Prafull's Blog: August 2012

Saturday 11 August 2012

Performance Tip - Select only required columns from HBase

HBase is column-oriented database and allows you to select only the required columns or columns family using Scan objects. For a query on some specific columns, choose only those columns in the scan object to get better performance. Performance is better as the less data needs to be read from the disks and could be read faster.

To set the specific column/column family use the following methods of Scan class.

Scan scan = new Scan();
//Set the specific column name of a column family
//scan.addColumn(Bytes.toBytes(<family>), Bytes.toBytes(<qualifier>));
scan.addColumn(Bytes.toBytes("data"), Bytes.toBytes("firstName"));

//Or set the complete column family
//scan.addFamily(Bytes.toBytes(<family>));
//scan.addFamily(Bytes.toBytes("data"));

Also select only the required rows by using the setStartRow and setStopRow methods of the scan object.

By selecting only the required columns; processing of 1 Billion records of my previous blog could be much faster.

How to calculate the Compression in HBase?

The compression in HBase can really reduce the storage requirements, as the row-key, column-family and the column names repeat for each column of a record.

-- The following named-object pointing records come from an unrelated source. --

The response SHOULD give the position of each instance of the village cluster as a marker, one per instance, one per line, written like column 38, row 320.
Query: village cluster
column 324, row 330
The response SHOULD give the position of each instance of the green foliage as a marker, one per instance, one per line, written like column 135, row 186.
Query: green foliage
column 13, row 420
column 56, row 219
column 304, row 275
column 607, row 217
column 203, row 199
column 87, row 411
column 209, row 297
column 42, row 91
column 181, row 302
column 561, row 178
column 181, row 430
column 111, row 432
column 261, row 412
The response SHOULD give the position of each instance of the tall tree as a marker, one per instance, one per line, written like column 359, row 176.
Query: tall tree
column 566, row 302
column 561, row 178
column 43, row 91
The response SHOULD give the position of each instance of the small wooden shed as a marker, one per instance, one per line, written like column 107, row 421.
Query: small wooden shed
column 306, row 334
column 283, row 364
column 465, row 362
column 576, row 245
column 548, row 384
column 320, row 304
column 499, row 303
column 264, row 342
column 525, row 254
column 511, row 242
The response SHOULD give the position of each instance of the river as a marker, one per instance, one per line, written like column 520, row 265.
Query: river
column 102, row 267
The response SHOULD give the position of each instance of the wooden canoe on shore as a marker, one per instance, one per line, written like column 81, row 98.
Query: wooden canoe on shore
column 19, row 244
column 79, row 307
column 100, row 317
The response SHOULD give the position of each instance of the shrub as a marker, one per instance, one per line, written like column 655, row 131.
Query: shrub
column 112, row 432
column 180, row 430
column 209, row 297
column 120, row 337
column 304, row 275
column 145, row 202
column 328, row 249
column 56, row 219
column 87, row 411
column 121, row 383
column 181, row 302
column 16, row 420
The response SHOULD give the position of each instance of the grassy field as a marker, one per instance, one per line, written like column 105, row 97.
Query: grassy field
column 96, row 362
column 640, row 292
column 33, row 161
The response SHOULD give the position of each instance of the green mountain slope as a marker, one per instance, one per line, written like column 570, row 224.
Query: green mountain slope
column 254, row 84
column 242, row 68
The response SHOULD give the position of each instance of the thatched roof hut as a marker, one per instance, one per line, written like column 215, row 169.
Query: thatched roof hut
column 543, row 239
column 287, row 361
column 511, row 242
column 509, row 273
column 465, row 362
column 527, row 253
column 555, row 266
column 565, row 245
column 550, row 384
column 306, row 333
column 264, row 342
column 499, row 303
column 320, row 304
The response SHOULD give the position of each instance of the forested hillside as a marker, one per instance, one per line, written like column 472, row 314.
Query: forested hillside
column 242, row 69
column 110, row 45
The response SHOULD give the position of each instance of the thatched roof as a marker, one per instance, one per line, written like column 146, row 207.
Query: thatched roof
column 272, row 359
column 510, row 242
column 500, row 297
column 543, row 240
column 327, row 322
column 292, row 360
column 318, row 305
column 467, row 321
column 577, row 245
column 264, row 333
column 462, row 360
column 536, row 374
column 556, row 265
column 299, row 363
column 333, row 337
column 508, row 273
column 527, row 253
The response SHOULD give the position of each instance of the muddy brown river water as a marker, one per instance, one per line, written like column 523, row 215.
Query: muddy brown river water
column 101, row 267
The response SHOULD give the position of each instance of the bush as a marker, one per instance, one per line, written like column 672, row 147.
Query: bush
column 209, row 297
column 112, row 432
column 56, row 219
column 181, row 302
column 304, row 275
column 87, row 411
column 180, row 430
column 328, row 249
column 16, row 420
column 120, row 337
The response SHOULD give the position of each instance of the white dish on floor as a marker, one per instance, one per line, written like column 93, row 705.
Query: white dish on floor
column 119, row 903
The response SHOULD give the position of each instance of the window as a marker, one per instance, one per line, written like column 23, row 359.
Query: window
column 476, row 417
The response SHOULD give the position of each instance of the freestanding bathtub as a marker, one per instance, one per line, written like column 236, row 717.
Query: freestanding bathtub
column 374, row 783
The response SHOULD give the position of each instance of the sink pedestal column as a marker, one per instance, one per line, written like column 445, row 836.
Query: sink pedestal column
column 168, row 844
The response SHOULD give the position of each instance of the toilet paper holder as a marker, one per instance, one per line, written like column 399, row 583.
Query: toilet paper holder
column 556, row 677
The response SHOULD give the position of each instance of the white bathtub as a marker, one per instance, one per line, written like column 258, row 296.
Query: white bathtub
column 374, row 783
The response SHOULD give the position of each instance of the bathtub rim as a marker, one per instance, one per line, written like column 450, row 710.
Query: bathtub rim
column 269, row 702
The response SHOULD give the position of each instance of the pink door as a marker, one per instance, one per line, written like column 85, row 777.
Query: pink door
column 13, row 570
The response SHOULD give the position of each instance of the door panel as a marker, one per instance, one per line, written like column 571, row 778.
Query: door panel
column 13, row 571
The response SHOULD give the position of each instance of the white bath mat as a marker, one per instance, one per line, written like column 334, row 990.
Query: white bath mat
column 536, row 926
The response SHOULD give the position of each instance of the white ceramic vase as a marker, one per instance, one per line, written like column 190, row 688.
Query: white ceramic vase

There are many algorithm for compression including LZO, GZIP and SNAPPY. The choice really depends on the compression level and performance of the algorithm. Please look the following link to setup and configure the Compression in HBase.

http://hbase.apache.org/book/compression.html

After setting up the compression, the following formula could be used to get a approximate percentage size reduced by the compression:

100 - StoreFileSize *100 / ((avgKeyLen+avgValueLen+8)*entries)

StoreFileSize: Is the size of the file on the HDFS
avgKeyLen,avgValueLen and entries are output from HFile tool

Use the following commands to check the regions in the table.
hadoop fs -lsr /hbase/<table name>

Now choose a store file with larger size, as it would have more records and check the size.
hadoop fs -lsr /hbase/<table name>/<region>/data/<store file>
-rw-r--r-- 1 prafkum supergroup 25855018 2012-08-11 06:24 /hbase/employee/9c21ea1c93d5c8f96f84c888bbcf23e7/data/880ababfda4643f59956b90da2dc3d3f

Also run the HFile tool utility on the store file. Please view my previous blog for details.
hbase org.apache.hadoop.hbase.io.hfile.HFile -v -m -f /hbase/<table name>/<region>/data/<store file>

avgKeyLen=29,
avgValueLen=4,
entries=1146564

Using above formula to calculate the compression ratio:

100 - 25855018*100/((29+4+8)*1146564) = 45% compression

Please note that the compression computation is not accurate as the store file also have header along with key and values of the columns. Also the compression could be different in different store files. But of-course you get a good clue of the compression ratio.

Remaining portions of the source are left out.